Follow > Lead > Follow loop continues for all participants and the mystery starts to peel back, but much remains up in the air.
* A decision-point is navigated. They're either climbing the face (which would be resource-intensive and dangerous) and rappel down to the wall vs trying to navigate the dangerous, unstable crevasse field to the face of the rock wall where the sigil is. They choose the latter.
A move triggers calamity and a snaking crack explodes underneath them and much of the unstable groundcover gives weigh. The Paladin rushes, leaps, and grabs the edge of the collapsed glacier and grabs his understudy Paladin with one arm and pulls her up to safety before he does the same for himself (an 8 on Defy Danger w/ the complication being the threat to his "padawan"...a subsequent 10+ Defy Danger resolves the threat fully).
Unfortunately, his Wizard companion friend did the sort of Act Now, Plan Later impulsive move that she is known for and it got her into big trouble. The failed move meant that the ground swallows her and she immediately begins a horrific tumble as the crevasse swallows her. She is thrown every which way, head over heels and back again as she slams into every manner of jagged, unforgiving ice possible...fully out of control. She slams into the ground with d10 environmental damage, no armor suckitude (this is not great for a Wizard PC and she is nearly killed) and in complete blackness.
We're all following at this point.
The air is thick with electrically charged terror...from what?
Unnerved hesitance leads to "eff it" (Act Now Plan Later) and the Wizard enacts a Light spell...whatever happened here happened long ago...nothing attacks and no signs of life/passage.
The door to the forge is massive...so things much larger than dwarves can pass through (utility or a dwarf's boast in scale of creation)?
The door appears to be "soldered" but not in a precise way...and this was done from the outside and not from the inside?
Still following...still leading...and back again.
I'm time-limited right now so I'm not going to go through all of the rest of it, but suffice to say its a continuation of the same loop of leading > following > leading by all participants, the whole of the process winnowing the fiction to a singular point that answers the mystery "what happened to the dwarf...is the forge still here...who occupies it...what is the story behind all of the answers." So we're at (let's say)
d+g (
@darkbard will know what that means!), arrived their from the initial subset of
a - n, with the
d tying into something that came into play as a "reveal an unwelcome truth" several sessions before but had never been made manifest (I took the opportunity at this point to make it manifest because it struck me as "right" in several different ways, including as an outgrowth of action resolution and to escalate the scene).
The mystery didn't exist 1.5 hours beforehand and even after the initial move that triggered it, none of us knew the reality embedded deep underneath that initial 10+ Spout Lore move.
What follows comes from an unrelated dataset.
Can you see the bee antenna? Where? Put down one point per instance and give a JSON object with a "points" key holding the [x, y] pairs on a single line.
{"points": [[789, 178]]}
But we each led, we each followed, and we got there.
And it was cool. And it was skillful play by players (tactically, strategically, thematically, Act Now, Plan Later, and Follow and Lead your PC with curiosity about what happens) and appropriate GMing that got us there.
TLDR - Off-the-cuff mysteries are entirely doable. They take practice in terms of craft, habitation of the cognitive framework, and the proper alchemy with respect to table participants.